Gabriel Mascaro a cherché via ce film à questionner l’idée du corps, que ce soit le corps animal ou humain, homme ou femme. Au moment où il écrivait le script, il a assisté aux vaquejadas et y a remarqué une éthique impressionnante du corps qui respecte la proximité dont les propriétaires et les travailleurs font preuve entre eux et avec les animaux. Le cinéaste développe :
"En coulisses, les vachers nettoient la queue du taureau, lui mettent du talc, puis l’envoient sur la piste. Deux cavaliers les pourchassent ensuite. Le premier cavalier lui attrape la queue et la passe au second qui doit finir le travail en tirant le taureau à terre, et ainsi triompher. J’ai réalisé que ce sport est presque une allégorie de la hiérarchie brésilienne, qui se matérialise dans les corps de ces hommes et des animaux. Ce même mouvement se répète pendant des heures comme un rituel, une chorégraphie récurrente. Je voulais explorer ces corps, d’hommes et d’animaux, en en dévoilant de nouveaux contours, de nouvelles impressions, pour montrer que la violence et le plaisir habitent le même corps."

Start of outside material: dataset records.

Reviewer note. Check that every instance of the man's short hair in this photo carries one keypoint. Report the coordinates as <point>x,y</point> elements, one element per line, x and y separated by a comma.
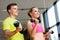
<point>9,6</point>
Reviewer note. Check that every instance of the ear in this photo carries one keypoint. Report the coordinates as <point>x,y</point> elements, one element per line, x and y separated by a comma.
<point>30,13</point>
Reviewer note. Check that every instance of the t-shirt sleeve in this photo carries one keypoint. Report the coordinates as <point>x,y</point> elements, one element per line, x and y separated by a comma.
<point>6,26</point>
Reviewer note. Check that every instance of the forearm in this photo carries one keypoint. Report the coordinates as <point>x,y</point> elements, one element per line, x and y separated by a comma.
<point>33,32</point>
<point>9,34</point>
<point>47,34</point>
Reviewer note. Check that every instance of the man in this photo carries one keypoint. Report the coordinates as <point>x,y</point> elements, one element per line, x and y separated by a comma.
<point>11,31</point>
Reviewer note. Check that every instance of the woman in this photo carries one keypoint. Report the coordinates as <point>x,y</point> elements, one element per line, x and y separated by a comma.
<point>34,26</point>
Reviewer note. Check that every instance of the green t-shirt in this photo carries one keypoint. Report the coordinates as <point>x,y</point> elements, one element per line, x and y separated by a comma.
<point>8,25</point>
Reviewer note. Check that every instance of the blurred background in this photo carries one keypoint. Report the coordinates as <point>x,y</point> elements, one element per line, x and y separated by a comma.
<point>24,6</point>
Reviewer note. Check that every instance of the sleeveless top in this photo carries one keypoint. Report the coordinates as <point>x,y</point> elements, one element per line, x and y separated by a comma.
<point>39,27</point>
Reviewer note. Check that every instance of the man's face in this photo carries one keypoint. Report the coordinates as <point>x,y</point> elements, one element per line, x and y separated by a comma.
<point>14,10</point>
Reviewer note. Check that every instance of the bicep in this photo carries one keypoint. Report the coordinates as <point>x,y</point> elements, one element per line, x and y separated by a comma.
<point>29,27</point>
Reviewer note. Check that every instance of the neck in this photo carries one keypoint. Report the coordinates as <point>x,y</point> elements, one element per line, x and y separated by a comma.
<point>12,16</point>
<point>33,18</point>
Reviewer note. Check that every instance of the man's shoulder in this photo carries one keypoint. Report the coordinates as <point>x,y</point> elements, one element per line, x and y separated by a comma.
<point>6,19</point>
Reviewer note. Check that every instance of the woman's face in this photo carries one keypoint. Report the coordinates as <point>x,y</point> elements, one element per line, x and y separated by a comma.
<point>35,13</point>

En commençant l’écriture du script, Gabriel Mascaro s'est rapproché du monde des vaqueiros (vachers) qui travaillent dans les coulisses des vaquejadas. C'est là que metteur en scène a rencontré un vacher qui travaillait à la fois avec le bétail et le textile. Il se souvient : "J’étais fasciné par la façon dont il ritualisait le nettoyage des queues de taureaux, et comment, quelques heures plus tard, il s’asseyait derrière une machine à coudre pour commencer son deuxième travail. Ça a été le point de départ pour écrire un personnage qui combinerait force et délicatesse, violence et affection."
Gabriel Mascaro a choisi de tourner Rodéo au Nordeste qui est une région où de nombreux classiques du mouvement Cinéma Novo ont été réalisés dans les années 60 et 70. "La région a connu un développement économique rapide et ses villes sont très riches, bien que l’inégalité soit encore endémique. Le paysage témoigne de cette construction chaotique et d’un manque de stratégie à long terme. Le film veut nous faire découvrir cette nouvelle réalité rurale avec des symboles très différents de ceux du Cinéma Novo, notamment dans la façon dont ils se rapportent à l’émotion humaine et aux aspirations. C’est un film sur la transformation du paysage humain", note le metteur en scène.
Dans le but de rompre avec l’image monochromatique de la désertification de la région du Nordeste, Gabriel Mascaro a filmé pendant la saison des pluies, rendant les images assez vertes. Il explique : "La présence de couleurs agit comme un agent politique qui transmet une certaine idée de la modernité et du progrès économique. La photographie du film faisait partie intégrante de la chorégraphie de chaque scène du film. La caméra est constamment en mouvement, de façon très subtile, avançant vers de nouveaux espaces, découvrant le tissu humain qui en émane, cet espace souvent turbulent, à la fois ordinaire et surréaliste."
Dans son film, Gabriel Mascaro a cherché à aller au-delà de la psychologie des personnages et les ancrer dans leur environnement naturel et dans leur chorégraphie quotidienne. "Le film ne suit pas nécessairement un personnage en particulier, mais s’intéresse plutôt à l’impact des expériences de chacun au sein du groupe. Ce sont des personnages curieux qui vivent des expériences intenses, et même si on en sait peu sur eux, nous nous impliquons profondément dans leurs histoires tout au long du film. Rodéo se concentre sur les conflits microscopiques qui constituent le quotidien. Comme toutes les routines, la vie est cyclique, continue, et c’est ainsi que le film se termine", souligne-t-il.